この記事のURL | スポンサー広告 | ▲ top
後から じんわり・・・ とくる小説
- 2010/05/21(Fri) -
                         (Please click this photograph) 
                 810-1.jpg

                                昨夕の夕陽

 昨夕・・・ちょっとおかしな空模様だった。。。 雨がポツポツ降ってきているのに西には夕陽が・・・。 それも西の空を一面濃い黄色に染めるような夕空。。。 小雨降る中・・・そんな濃厚な黄色い夕空を眺めた。


 今回の話題は夕陽のことではないのだが・・・あんな重いような黄色い夕陽を見たのが記憶に残ってしまって・・・。 で、今回は少し前に読んだ小説について記したい。


     810-4.jpg

                              「骸骨ビルの庭」 宮本輝 著


 スピード感があるわけではない。 ハラハラするようなサスペンス感があるわけではない。 特に強く感情を移入してしまうような強烈な引力があるわけでも・・・ない。 だが、読み始めるといつに間にか骸骨ビルの個性豊か過ぎる住人にヤギショウと愛称を付けられた主人公と共に骸骨ビルで一体何があって現在に至っているのかを知っていくことになるような感じにさせられている。 それは・・・大阪の十三という土地の持つ下町界隈の雰囲気がとても臨場感ある描写で語られ・・・読んでいる私も実際に十三を歩いているような心持ちにさせられる。 実際には存在しない骸骨ビルで育った湊比呂子の営む「みなと」という定食屋の料理のいかにも美味しそうなことといったら・・・ひょっとしたら十三にその「みなと」という店が存在するのではないか? いつかはその店の比呂子姉ちゃんの料理を食べてみたい・・・。 とか、知らず知らずのうちにそんなことを考えさせられてしまっていたような感じだった。

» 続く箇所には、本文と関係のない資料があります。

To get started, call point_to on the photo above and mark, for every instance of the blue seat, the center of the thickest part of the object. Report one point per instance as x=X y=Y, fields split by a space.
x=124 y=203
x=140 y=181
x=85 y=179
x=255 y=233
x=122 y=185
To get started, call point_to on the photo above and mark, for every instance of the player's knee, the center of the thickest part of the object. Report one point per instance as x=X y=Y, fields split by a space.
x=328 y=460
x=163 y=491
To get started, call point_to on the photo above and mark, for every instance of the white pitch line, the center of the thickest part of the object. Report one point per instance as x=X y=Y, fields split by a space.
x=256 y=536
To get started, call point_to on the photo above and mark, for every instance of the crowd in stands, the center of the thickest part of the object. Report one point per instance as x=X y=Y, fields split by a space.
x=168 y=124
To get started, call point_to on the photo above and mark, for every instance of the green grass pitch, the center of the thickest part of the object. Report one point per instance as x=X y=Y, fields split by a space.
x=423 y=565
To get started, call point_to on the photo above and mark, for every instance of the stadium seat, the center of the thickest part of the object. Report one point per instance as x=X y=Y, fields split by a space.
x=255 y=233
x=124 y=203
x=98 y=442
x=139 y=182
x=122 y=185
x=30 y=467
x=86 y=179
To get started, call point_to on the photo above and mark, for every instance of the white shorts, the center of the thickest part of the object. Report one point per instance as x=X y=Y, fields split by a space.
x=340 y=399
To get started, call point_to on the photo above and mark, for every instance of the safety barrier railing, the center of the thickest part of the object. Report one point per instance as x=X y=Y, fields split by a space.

 戦後間もなく、骸骨ビルと呼ばれるビルで阿部轍正と茂木泰造、二人の青年が日々の食べ物にも困窮する中、戦争孤児や棄迷児たちを育てながら、やがて子供たちのために親として生きる決心をする。だが、阿部轍正は、子供たちの一人への性的暴行の疑いをもたれたままに死んだ。ビルの敷地を含む再開発計画を進めるべく、居座る住人を立ち退かせる方策を探るために管理人としてビルに住まうことになった八木沢は、住人達との交流を持つ中で・・・骸骨ビルで暮らした人々の生き様や一体何があったのかを知っていくことになる。それはやがて、住人達がビルから出て行こうとしない心根にも迫っていくことになる。

 
 なんだろう・・・。読後してすぐには えっ?これで終わり? という感覚を持った。 いかにも小説的な劇的なことは起こらない。 むしろ非小説的な抑揚の少ないエンディングにすら思われた。 だがラストの現実感が強ければ強いほど・・・阿部轍正と茂木泰造が意を固めてやり抜き通したことの凄みが後から気持ちに追いついてくる・・・おかしな言い方だがそんな感じがした。 
 実は、著者の他作品 「避暑地の猫」 のように口を噤みたくなるような秘められた性的なバックグラウンドがあるのではないかと・・・多分に構えて読んでいた。 それはある意味良い方向にスッキリと裏切られて安堵した。 宮本輝という作家は読者に秘されたセクシャルな香りを意識させることが上手いと思う。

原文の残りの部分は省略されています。